Having focused on Reeves’ arrival in China from the outset of Miasma, Plants, Export Paintings, counterposing Chinese export paintings on the left-hand side of the screen with contemporary video footage of tourists photographing themselves on the deck of boats cruising a city harbour on the right, Wang then turns explicitly to Reeves’ plant collecting for Kew in his voiceover commentary. An extract from a 1962 film titled Kew Gardens plays on the left-hand side of the screen as the right-hand side remains black (Fig. 1).[8]

 


Cooper Fig 1
Figure 1: An extract from Kew Gardens (1962).
Miasma, Plants, Export Paintings (Bo Wang and Pan Lu, 2017). Screenshot.

 

Wang speaks over the Kew Gardens commentary intermittently, noting first that thanks to Banks, Kew had developed a network of gardeners, plant hunters, and naturalists who transported plants from colonies all over the world. In its entirety, Kew Gardens is a short film from the Pathé archives that runs for just over two minutes. In Wang and Lu’s video essay this is edited to just over one minute to feature the beginning and the end. Kew Gardens is concerned with showcasing the geographical diversity of the gardens’ plant life and to map this onto people. In this, it picks up a strand of representation of Kew that dates back to a longer film made during the Second World War, World Garden (1942), whichwas directed by documentary filmmaker Robin Carruthers, who would go on most notably to make the Oscar-nominated colonial film They Planted a Stone (1953) on the British presence in Sudan.

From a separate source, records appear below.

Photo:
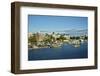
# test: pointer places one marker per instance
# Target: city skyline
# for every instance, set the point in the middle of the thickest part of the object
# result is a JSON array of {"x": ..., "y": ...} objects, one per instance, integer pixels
[{"x": 45, "y": 23}]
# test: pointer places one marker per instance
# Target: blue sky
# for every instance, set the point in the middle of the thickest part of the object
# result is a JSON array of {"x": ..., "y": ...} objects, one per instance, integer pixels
[{"x": 38, "y": 23}]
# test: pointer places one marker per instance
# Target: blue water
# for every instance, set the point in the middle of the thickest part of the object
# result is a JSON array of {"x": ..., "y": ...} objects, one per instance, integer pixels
[{"x": 65, "y": 52}]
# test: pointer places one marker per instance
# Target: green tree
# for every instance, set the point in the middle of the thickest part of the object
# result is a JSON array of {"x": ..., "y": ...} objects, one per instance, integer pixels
[{"x": 32, "y": 40}]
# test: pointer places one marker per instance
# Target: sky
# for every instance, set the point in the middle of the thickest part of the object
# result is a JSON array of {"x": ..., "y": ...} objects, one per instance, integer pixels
[{"x": 38, "y": 23}]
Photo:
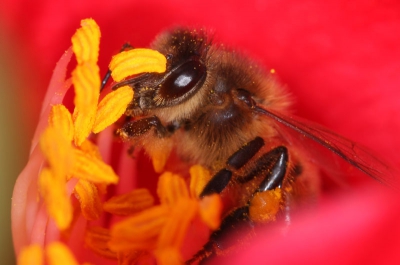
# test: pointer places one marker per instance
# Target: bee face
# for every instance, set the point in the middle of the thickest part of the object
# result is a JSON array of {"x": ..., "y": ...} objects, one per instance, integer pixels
[{"x": 218, "y": 109}]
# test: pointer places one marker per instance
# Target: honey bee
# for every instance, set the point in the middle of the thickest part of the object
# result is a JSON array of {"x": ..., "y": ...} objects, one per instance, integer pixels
[{"x": 219, "y": 109}]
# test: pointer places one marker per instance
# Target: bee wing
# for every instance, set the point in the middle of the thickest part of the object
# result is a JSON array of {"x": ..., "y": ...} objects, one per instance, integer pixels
[{"x": 351, "y": 152}]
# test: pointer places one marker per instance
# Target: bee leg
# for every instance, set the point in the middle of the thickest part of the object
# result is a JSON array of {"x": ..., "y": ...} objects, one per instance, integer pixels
[
  {"x": 107, "y": 76},
  {"x": 238, "y": 222},
  {"x": 235, "y": 161},
  {"x": 139, "y": 127}
]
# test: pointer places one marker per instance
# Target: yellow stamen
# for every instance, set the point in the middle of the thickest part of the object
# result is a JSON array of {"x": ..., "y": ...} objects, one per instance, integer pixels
[
  {"x": 112, "y": 107},
  {"x": 58, "y": 151},
  {"x": 139, "y": 232},
  {"x": 182, "y": 213},
  {"x": 59, "y": 254},
  {"x": 210, "y": 211},
  {"x": 171, "y": 188},
  {"x": 91, "y": 149},
  {"x": 92, "y": 169},
  {"x": 60, "y": 119},
  {"x": 169, "y": 256},
  {"x": 31, "y": 255},
  {"x": 129, "y": 203},
  {"x": 96, "y": 238},
  {"x": 86, "y": 80},
  {"x": 129, "y": 257},
  {"x": 265, "y": 205},
  {"x": 199, "y": 176},
  {"x": 85, "y": 42},
  {"x": 137, "y": 61},
  {"x": 88, "y": 197},
  {"x": 55, "y": 196}
]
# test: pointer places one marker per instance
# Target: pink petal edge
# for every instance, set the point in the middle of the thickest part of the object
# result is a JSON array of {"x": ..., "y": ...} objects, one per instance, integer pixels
[{"x": 29, "y": 220}]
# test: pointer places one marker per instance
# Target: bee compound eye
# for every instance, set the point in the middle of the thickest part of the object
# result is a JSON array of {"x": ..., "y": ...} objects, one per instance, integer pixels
[{"x": 183, "y": 80}]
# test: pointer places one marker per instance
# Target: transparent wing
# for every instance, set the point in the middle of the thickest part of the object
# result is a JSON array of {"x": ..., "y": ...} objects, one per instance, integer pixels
[{"x": 351, "y": 152}]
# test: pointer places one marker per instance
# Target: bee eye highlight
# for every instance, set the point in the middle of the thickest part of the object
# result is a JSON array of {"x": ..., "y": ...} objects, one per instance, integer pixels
[{"x": 182, "y": 80}]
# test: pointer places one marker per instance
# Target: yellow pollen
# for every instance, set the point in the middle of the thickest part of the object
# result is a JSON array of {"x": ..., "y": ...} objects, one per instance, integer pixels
[
  {"x": 88, "y": 196},
  {"x": 86, "y": 80},
  {"x": 171, "y": 188},
  {"x": 86, "y": 36},
  {"x": 137, "y": 61},
  {"x": 139, "y": 232},
  {"x": 96, "y": 238},
  {"x": 56, "y": 149},
  {"x": 92, "y": 169},
  {"x": 129, "y": 203},
  {"x": 61, "y": 120}
]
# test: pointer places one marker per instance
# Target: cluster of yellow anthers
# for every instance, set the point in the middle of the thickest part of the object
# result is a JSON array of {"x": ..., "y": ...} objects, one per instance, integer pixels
[{"x": 73, "y": 159}]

 Actor Charles Lefeaux provides the commentary in this earlier short, explaining at the start over an aerial panning shot of the gardens and the rooftops of London that Kew is a world garden because it has “flowers and shrubs and trees from every country in the world.” In both Kew films, the garden is constructed as an ideal space, suggesting continuity in the twentieth century with what historian of science Jim Endersby notes of the Edenic plan of the early modern garden to bring everything in the world back together. World Garden, like the later Kew Gardens, thereby posits an ideological vision that disguises the power relations behind its construction as idyll. Although the world is at war in the earlier film, there is no sign of it in the blue skies and verdant sunlit gardens, and although the accumulation of various plants and people in London in the later film is presented equally sunnily, the riven colonial backdrop is still there in multi-cultural 1960s Britain. The aspiration of bringing together myriad aspects of the globe in one place is driven by an unacknowledged imperialism and ethnocentrism, led here by plants. Senior figures at Kew Gardens have sought recently to address the connection between Kew and colonialism as part of a widely reported pledge to decolonise Kew, committing not only to equality, diversity, and inclusion principles in the present and future but also to revisiting its history (Antonelli and Deverell). Miasma, Plants, Export Paintings precedes this ambition, already initiating critical processes that challenge the colonial matrix in its own artistic context. The positioning of the extract from Kew Gardens in this video essay is crucial to exposing the colonial mission that guided the botanical paintings Reeves commissioned from the local Chinese artists.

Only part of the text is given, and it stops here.